Future Priests of the Third Millennium

A little insight into the life of seminarians from various dioceses preparing for ministry as Roman Catholic priests, including daily activities, personal interests, special events, the spiritual life, news from the seminary, and almost whatever comes to our minds!

Saturday, August 09, 2008

Saying Goodbye

Sister Carolyn and Sister Olivia have both worked on Cheyenne River Reservation for the better part of two decades. Both are now in their eighties, and both have decided that it is time to retire. It has been a bitter-sweet experience. They look forward to the rest retirement offers. They look forward to living in community again. They look forward to never having to drive the icy roads of Western South Dakota again. And yet, both weep often. Goodbyes are never easy.

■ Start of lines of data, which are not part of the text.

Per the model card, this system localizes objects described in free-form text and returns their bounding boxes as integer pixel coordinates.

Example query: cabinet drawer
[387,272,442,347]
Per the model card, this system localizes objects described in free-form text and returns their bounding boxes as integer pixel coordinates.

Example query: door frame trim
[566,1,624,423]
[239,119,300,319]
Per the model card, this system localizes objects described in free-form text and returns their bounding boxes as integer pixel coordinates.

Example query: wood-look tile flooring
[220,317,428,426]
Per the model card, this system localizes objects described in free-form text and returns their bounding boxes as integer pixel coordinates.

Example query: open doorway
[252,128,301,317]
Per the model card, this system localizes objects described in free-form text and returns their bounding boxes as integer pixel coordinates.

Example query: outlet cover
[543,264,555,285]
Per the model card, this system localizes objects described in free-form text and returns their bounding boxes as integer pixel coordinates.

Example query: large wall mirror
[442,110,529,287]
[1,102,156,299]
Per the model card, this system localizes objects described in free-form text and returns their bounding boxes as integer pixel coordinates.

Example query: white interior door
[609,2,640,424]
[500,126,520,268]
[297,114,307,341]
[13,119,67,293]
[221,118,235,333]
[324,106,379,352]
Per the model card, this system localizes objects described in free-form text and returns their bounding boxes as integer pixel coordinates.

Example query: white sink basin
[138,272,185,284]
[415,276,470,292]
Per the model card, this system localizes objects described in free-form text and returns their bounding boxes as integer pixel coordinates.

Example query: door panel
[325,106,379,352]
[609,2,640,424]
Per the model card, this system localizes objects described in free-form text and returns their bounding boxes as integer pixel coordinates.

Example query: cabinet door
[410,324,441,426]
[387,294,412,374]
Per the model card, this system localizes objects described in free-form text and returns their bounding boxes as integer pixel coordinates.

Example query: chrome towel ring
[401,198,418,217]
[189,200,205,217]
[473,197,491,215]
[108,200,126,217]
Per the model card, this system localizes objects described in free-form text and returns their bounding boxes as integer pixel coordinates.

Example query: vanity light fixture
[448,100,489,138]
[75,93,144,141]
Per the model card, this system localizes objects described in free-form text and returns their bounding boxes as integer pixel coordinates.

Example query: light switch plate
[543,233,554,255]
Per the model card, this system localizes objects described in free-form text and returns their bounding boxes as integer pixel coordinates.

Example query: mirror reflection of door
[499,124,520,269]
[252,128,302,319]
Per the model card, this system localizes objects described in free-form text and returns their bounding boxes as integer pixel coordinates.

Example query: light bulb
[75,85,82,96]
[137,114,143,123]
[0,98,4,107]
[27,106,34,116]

The people also weep from time to time. As I meet with the homebound, bringing the Eucharist to them, they tell me stories about the sisters. One tells of the consolation they offered as first one and then a second severely physically disabled daughter died. Others tell me about how sister was there at the baptism of their children. Others describe small gifts and favors received from the sisters. Still others tell about how sister developed a summer bible school that incorporated volunteers from a parish in Wisconsin and teens from the local community to offer some positive summer programming for area children. Over and over they ask, "What will we do without Sister?"

Sister Olivia departed last week amidst tears and hugs and whatall. It was a clean break, and though the parishes in which she operated were pensive last weekend, they were discovering that like it or not, life goes on without Sister.

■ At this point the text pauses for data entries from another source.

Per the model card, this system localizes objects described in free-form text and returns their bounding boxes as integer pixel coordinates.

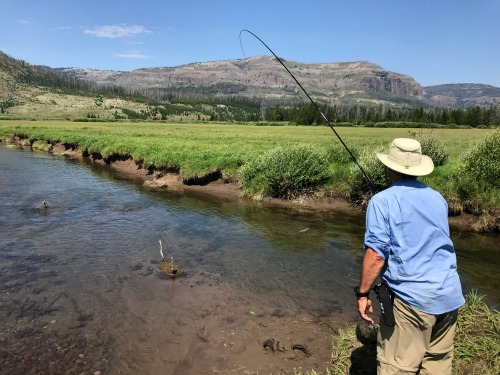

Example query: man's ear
[386,168,403,180]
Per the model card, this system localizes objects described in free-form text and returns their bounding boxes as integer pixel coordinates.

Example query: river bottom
[1,263,355,375]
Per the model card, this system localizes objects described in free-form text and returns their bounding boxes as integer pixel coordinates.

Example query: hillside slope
[424,83,500,107]
[0,51,198,120]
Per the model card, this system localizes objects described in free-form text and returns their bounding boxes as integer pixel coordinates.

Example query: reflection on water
[0,145,498,373]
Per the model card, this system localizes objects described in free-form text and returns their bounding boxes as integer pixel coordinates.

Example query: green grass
[1,120,493,175]
[1,123,499,372]
[315,291,499,374]
[453,291,500,374]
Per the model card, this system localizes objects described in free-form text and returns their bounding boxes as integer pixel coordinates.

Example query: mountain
[423,84,500,108]
[57,56,430,107]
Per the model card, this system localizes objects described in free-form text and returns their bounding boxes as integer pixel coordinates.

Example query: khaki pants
[377,296,458,375]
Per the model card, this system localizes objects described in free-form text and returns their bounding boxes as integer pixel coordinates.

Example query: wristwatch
[354,286,370,298]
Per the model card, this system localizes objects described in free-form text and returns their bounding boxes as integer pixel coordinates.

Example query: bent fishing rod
[239,29,377,192]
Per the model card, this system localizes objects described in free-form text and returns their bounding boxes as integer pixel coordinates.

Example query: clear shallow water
[0,145,498,373]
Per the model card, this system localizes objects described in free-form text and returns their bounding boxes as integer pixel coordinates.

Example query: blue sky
[1,0,499,87]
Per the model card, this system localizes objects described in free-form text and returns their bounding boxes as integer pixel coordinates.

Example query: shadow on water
[0,145,498,374]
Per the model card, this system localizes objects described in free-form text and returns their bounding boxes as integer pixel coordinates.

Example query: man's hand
[357,297,375,324]
[357,247,385,324]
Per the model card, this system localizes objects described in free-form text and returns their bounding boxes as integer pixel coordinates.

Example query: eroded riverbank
[4,136,490,233]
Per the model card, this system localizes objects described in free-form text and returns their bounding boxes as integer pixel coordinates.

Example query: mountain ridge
[57,56,429,107]
[56,56,500,108]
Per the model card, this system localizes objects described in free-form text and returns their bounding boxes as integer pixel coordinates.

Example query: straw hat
[377,138,434,176]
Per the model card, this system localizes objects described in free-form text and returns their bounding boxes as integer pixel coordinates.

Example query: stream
[0,144,498,374]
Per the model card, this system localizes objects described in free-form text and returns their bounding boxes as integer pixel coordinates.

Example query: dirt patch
[107,271,351,375]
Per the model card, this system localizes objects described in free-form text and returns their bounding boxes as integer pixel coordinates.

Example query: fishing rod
[239,29,377,192]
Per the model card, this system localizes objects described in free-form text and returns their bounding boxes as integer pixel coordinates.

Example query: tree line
[262,103,500,127]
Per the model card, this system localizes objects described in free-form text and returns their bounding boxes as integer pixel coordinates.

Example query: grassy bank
[0,120,493,173]
[309,291,499,375]
[0,120,498,230]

On Saturday, we celebrated the formal farewell for Sister Carolyn. More hugging and laughing and tears. She still has a few weeks before departing, but this gave the parish community a chance to gather and to thank her as a body. It was a lovely evening, but it exhausted the community and Sister as well.

Goodbyes, it seems to me, despite their difficulty, are a positive experience. Goodbyes are supposed to be hard. How sad it would be to leave a place, a person, a community with whom you had spent twenty years and to feel no pain at the separation. Goodbyes are hard because love has been shared, and it can seem as though a goodbye means the dissolution of that love. Beautifully, though, we believe that where there is love, there God also is. Thus, to say goodbye and to feel that pain becomes a profound experience of the presence of God. Goodbyes are never easy. Thanks be to God.

1 comment:

J. Thorp said...

My mom and I just reread that last paragraph -- save that for a homily, my friend!